Same reason they give open source contributions away for free. Hardware companies attempting to commoditize their complement. I think the org best placed to get strategic advantage from releasing high quality data sets might be Nvidia.
If you vote for enough people of a certain party yes, we all currently see how quickly things can change in this country if those in power want change to happen.
> operating from a framework where the dataset is part of your moat
Very much this. Its the dataset that shapes the model, the model is a product of the dataset, rather than the other way around (mind you, synthetic datasets are different...)

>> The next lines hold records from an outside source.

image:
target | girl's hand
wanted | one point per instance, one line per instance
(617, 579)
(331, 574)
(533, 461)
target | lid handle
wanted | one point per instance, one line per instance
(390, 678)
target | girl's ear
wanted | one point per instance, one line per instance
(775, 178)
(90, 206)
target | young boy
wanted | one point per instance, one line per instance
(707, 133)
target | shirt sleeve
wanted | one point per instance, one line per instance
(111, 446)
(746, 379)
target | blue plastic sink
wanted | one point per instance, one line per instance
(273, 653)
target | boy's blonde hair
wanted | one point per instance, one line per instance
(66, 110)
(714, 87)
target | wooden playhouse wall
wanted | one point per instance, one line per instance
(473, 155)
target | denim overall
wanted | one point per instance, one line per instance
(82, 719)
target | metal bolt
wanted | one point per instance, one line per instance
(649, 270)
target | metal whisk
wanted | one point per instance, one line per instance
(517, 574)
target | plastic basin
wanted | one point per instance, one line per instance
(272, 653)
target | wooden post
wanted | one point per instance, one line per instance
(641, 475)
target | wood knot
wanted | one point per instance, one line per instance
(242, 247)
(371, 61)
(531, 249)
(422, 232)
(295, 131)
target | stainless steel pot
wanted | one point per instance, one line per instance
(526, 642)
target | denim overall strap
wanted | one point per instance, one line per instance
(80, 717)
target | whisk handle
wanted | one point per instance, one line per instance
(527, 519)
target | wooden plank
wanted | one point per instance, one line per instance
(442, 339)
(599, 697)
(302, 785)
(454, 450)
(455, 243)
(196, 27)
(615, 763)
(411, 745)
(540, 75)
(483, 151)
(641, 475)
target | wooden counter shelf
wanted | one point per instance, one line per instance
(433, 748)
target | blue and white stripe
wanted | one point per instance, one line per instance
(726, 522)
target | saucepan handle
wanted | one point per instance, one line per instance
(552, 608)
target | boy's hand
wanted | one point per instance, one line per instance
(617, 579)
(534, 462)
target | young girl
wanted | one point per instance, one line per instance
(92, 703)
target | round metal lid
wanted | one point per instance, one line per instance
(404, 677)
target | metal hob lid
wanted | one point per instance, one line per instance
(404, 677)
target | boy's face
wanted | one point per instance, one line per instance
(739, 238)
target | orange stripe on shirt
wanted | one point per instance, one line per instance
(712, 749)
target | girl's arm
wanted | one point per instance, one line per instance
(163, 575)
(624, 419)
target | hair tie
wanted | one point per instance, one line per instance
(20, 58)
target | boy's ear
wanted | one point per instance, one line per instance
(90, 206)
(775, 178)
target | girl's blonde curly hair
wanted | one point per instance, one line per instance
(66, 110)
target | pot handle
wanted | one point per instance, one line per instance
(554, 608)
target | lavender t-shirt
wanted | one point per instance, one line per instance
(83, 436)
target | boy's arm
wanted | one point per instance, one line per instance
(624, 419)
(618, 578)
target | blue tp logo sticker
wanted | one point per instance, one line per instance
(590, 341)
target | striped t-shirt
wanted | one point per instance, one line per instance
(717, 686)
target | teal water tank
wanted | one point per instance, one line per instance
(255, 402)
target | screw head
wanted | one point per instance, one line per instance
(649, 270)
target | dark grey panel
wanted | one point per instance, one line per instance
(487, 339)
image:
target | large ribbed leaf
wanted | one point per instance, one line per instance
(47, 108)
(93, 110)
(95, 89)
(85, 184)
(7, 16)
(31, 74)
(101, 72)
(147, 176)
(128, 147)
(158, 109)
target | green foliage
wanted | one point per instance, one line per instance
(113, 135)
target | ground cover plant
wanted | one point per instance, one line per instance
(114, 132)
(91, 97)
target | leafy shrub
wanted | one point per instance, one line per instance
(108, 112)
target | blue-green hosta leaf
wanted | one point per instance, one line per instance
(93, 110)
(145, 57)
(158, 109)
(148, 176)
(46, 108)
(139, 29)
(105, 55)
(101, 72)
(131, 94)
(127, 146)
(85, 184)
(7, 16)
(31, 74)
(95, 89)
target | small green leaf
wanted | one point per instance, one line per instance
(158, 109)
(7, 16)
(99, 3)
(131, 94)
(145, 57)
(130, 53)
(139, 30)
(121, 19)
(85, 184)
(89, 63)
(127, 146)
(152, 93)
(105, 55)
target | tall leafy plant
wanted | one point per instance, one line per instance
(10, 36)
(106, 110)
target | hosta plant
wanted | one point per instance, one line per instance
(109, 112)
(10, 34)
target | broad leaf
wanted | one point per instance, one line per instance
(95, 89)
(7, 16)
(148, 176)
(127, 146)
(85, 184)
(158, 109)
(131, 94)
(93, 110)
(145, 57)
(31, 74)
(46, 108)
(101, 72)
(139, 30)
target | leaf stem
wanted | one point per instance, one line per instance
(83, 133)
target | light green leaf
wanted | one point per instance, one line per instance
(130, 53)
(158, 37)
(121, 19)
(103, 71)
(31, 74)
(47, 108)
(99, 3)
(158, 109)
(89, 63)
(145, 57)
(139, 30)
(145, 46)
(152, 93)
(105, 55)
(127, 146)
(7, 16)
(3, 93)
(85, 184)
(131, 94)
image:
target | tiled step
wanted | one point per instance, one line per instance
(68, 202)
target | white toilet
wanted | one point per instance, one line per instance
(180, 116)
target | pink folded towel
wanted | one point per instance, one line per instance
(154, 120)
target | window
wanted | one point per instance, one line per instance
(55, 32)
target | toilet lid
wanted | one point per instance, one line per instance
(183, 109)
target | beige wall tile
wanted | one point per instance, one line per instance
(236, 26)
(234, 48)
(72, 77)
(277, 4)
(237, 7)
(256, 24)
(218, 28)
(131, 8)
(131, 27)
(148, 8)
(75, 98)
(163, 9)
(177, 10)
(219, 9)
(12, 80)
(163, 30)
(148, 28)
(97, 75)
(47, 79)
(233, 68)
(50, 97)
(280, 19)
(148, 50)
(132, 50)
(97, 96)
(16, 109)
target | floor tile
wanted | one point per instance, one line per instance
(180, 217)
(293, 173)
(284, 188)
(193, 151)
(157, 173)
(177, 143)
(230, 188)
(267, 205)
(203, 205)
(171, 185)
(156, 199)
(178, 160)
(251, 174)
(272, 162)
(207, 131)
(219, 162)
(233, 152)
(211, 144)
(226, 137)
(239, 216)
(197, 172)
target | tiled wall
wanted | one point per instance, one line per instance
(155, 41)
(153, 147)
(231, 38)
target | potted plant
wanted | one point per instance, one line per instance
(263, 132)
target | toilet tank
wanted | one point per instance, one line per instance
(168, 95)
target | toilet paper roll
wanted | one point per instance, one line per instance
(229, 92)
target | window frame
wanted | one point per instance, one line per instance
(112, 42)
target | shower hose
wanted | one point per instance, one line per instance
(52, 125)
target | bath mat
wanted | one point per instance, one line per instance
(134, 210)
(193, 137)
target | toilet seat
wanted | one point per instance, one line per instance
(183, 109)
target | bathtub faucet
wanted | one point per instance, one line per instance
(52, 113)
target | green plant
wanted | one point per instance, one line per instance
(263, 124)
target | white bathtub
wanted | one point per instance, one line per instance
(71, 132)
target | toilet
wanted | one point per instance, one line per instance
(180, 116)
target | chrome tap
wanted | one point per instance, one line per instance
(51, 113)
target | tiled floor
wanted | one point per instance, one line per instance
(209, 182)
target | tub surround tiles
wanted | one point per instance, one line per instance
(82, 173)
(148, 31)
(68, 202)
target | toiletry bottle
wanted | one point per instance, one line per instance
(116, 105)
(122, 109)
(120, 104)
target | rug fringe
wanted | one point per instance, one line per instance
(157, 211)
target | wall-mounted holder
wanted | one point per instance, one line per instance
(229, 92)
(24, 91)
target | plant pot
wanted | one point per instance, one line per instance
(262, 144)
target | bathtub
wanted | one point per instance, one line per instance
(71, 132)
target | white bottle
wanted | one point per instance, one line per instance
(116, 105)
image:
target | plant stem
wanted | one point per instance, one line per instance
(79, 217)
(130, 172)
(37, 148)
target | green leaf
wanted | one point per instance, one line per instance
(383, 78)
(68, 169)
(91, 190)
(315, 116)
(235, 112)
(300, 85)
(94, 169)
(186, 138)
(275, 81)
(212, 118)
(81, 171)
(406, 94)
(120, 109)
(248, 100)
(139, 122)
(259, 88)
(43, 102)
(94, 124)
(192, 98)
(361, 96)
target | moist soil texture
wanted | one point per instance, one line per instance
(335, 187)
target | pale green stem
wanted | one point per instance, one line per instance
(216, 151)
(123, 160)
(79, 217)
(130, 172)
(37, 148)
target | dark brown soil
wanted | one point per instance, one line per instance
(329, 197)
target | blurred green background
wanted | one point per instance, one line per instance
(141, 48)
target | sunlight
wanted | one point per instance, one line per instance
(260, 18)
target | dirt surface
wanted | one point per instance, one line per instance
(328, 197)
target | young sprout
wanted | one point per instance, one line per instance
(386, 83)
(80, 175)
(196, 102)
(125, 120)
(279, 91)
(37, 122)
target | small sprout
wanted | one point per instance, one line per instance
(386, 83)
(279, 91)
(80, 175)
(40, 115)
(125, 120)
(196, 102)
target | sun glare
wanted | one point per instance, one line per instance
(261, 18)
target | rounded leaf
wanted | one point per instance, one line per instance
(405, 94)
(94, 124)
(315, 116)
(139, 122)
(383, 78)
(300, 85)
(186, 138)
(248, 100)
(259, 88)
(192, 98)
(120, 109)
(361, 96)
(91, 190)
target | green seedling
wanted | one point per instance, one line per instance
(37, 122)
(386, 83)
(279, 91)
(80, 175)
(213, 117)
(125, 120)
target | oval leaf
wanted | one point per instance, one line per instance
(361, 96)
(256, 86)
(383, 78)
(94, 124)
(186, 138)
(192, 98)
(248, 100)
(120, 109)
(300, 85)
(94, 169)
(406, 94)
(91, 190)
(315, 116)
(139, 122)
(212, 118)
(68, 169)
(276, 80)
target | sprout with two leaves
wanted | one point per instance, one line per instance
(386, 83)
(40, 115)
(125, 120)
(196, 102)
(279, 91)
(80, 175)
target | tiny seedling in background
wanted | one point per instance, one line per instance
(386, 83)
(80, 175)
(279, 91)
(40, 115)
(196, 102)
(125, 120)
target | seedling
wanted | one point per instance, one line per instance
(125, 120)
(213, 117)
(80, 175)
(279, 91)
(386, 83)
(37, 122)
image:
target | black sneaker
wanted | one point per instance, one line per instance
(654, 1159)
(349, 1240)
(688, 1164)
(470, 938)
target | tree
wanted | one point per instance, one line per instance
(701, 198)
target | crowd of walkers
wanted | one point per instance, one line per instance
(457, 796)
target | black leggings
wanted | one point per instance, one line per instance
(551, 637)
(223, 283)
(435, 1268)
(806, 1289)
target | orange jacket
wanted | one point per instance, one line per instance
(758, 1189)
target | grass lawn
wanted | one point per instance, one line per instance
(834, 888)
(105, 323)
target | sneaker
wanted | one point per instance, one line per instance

Right, and they pay a lot of money for this data. I know someone who does this, and one prompt evaluation could go through multiple rounds and reviews that could end up generating $150+ in payouts, and that's just what the workers receive. But that's not quite what the article is talking about. Each of these companies do things a bit different.
> Maybe some of the European initiatives related to AI will end up including the creation of more open datasets.
The EU has started the process of opening discussions aiming to set the stage for opportunities to arise on facilitating talks looking forward to identify key strategies of initiating cooperation between member states that will enable vast and encompassing meetings generating avenues of reaching top level multi-lateral accords on passing legislation covering the process of processing processes while preparing for the moment when such processes will become processable in the process of processing such processes.
Don’t worry - the labs will train based on this expert data and then everyone will just distill their models. Or, now that model itself can be an expert annotater.
I think it would be difficult to make that work, because Wikipedia has a direct way of converting users into contributors: you see something wrong, you edit the article, it's not wrong anymore.
Whereas if you do the same with machine learning training data, the influence is much more indirect and you may have to add a lot of data to fix one particular case, which is not very motivating.
Then again, maybe we're still operating from a framework where the dataset is part of your moat. It seems like such a way of thinking will severely limit the sources of innovation to just a few big labs.